Adding further complexity to the case, the Government of Alberta acted as an intervener when the Government of Canada decided not to oppose the leave motions. The Alberta Attorney General opposed the motions, while defending the expansion project.
While the September 4, 2019 decision granted leave for six applications for judicial review of the Governor in Council’s decision to proceed, the Federal Court of Appeal did not issue an interlocutory injunction that would prevent the Trans Mountain Corporation from further planning or constructing the project. However, Stratas J.A. prescribed short and strict deadlines for litigation, requiring the parties to file notices of application for judicial review within seven days of the decision. In the near future, the Federal Court of Appeal should hear the full arguments from the six First Nations in their respective judicial review applications and the Government of Canada’s defence to determine whether this time the approval was reasonable.

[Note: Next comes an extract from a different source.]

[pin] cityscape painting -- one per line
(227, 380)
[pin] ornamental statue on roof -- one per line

In the meantime, the Trans Mountain Corporation will continue planning and begin construction. In this regard, the project proponent has stated that “[t]he [judicial review] applications are challenging the decisions made by the Canada Energy Regulator and the Federal Government, but do not in and of themselves negate the pre-existing approvals provided by those governmental authorities until and unless the court rules otherwise.”